Speaker:  Dr. Charles J. Horowitz

Indiana University


 The neutron star merger GW170817 and neutron rich matter in the laboratory and in the heavens

 

Abstract: 


Compress almost anything to very high densities and electrons react with protons to make neutron rich matter. This material is at the heart of many fundamental questions in nuclear physics and astrophysics. What are the high-density phases of QCD? Where did the chemical elements come from? What is the structure of many compact and energetic objects in the heavens, and what determines their electromagnetic, neutrino, and gravitational-wave radiations? Recently, extensive gravitational wave and electromagnetic observations of the neutron star merger GW170817 have constrained the equation of state of neutron rich matter and strongly suggest that neutron star mergers are an important site of rapid neutron capture (r-process) nucleosynthesis of heavy elements such as gold and uranium. We discuss these historic developments and try and place them in a broad context. We describe how the thickness of the neutron skins of the 48Ca and 208Pb nuclei are being measured with parity violating electron scattering at Jefferson Laboratory. These skins depend on the pressure of neutron rich matter and have important implications for the structure of neutron stars.

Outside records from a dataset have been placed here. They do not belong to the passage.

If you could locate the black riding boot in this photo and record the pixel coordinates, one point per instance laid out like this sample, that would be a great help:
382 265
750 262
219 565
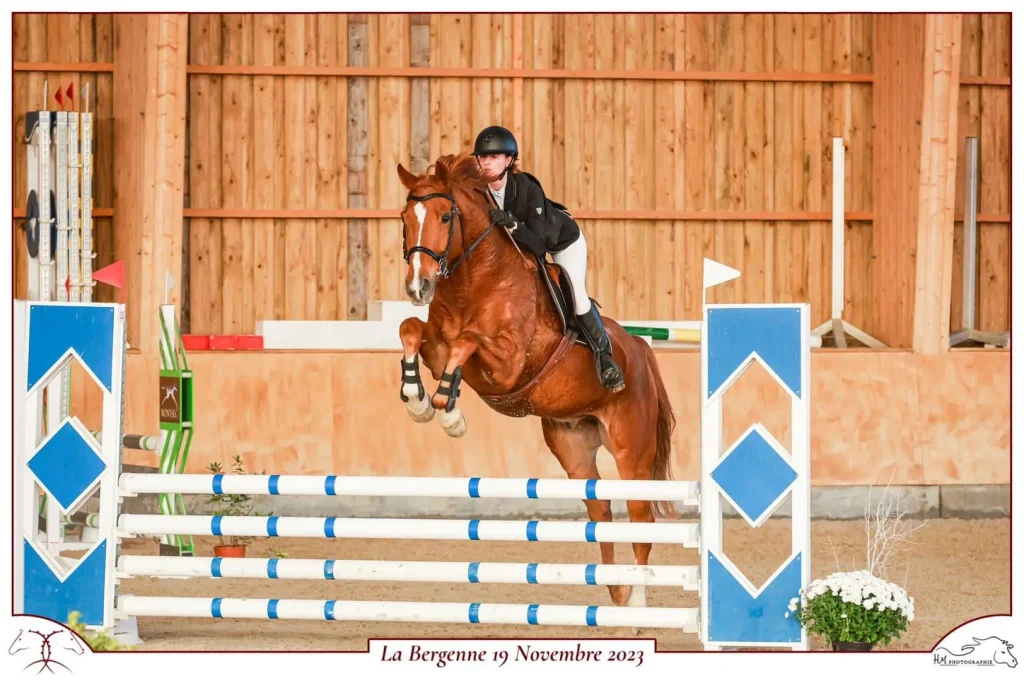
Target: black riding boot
597 339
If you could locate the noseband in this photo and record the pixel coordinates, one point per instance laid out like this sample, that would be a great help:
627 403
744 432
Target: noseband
450 217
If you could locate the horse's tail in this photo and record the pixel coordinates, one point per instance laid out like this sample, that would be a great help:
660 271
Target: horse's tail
660 468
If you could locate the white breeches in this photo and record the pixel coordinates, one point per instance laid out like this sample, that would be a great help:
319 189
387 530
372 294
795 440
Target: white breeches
573 259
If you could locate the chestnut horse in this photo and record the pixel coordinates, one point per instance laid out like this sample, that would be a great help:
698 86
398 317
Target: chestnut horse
494 323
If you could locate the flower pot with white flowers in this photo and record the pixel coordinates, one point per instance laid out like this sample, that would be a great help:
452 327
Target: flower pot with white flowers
856 610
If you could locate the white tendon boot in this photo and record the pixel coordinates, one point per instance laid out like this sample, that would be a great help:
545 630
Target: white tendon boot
417 400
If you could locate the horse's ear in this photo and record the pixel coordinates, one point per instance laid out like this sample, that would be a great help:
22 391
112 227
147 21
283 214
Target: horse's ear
407 178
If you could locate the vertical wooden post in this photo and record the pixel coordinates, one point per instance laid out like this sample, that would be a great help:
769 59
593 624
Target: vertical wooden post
916 74
358 55
938 176
151 52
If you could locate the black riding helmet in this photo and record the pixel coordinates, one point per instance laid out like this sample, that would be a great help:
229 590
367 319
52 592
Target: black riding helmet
496 140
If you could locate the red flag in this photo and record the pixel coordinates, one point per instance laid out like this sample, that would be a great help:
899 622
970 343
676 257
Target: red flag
114 275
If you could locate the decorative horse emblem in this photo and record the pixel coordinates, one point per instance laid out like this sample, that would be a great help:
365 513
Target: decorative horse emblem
983 651
495 322
45 659
172 393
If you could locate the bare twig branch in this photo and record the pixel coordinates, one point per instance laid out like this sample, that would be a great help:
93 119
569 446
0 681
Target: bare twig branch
887 531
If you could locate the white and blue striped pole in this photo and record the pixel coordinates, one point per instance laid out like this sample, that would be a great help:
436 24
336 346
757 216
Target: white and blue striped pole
683 619
684 534
297 484
455 572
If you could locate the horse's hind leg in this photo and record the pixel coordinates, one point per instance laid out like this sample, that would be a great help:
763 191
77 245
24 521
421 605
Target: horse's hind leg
576 447
633 447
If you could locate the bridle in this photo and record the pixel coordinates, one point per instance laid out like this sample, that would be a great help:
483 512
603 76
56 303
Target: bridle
450 217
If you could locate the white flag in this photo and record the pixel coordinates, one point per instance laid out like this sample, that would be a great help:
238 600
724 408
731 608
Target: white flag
716 273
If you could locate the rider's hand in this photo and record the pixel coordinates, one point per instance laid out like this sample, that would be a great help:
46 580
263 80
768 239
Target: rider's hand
500 217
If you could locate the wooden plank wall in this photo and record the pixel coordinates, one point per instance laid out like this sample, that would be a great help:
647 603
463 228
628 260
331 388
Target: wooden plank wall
597 144
86 39
321 143
984 113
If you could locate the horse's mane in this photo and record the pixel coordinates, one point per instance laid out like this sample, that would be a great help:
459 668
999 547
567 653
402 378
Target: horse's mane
461 169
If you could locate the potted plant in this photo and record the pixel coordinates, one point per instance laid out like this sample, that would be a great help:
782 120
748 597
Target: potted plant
232 504
857 609
854 610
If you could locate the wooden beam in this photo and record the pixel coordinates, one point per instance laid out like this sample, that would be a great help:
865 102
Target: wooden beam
150 57
584 214
898 100
518 72
938 175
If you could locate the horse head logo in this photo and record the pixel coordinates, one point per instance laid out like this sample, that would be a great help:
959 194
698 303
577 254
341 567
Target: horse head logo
67 641
983 651
172 393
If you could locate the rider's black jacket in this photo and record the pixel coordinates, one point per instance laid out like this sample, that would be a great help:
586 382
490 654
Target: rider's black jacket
542 225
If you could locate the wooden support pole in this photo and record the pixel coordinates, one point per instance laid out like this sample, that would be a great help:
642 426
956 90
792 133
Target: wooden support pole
150 69
938 175
916 82
897 100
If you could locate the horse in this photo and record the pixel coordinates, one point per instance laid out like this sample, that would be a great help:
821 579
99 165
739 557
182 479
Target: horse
503 323
989 651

We expect many thousand neutrino events from the next galactic core collapse supernova (SN). Simple neutrino interactions suggest that the neutrino driven wind is not very neutron rich and thus, despite what is said in many textbooks, SN may not be the site of the r-process for heavy elements. Finally, GW170817, by suggesting the astrophysical conditions, has set the stage for the Facility for Rare Isotope Beams (FRIB) to perform a detailed study of r-process nucleosynthesis. FRIB, a powerful radioactive beam accelerator under construction in Michigan, will produce, for the first time, many of the very neutron rich heavy nuclei that are involved in the r-process.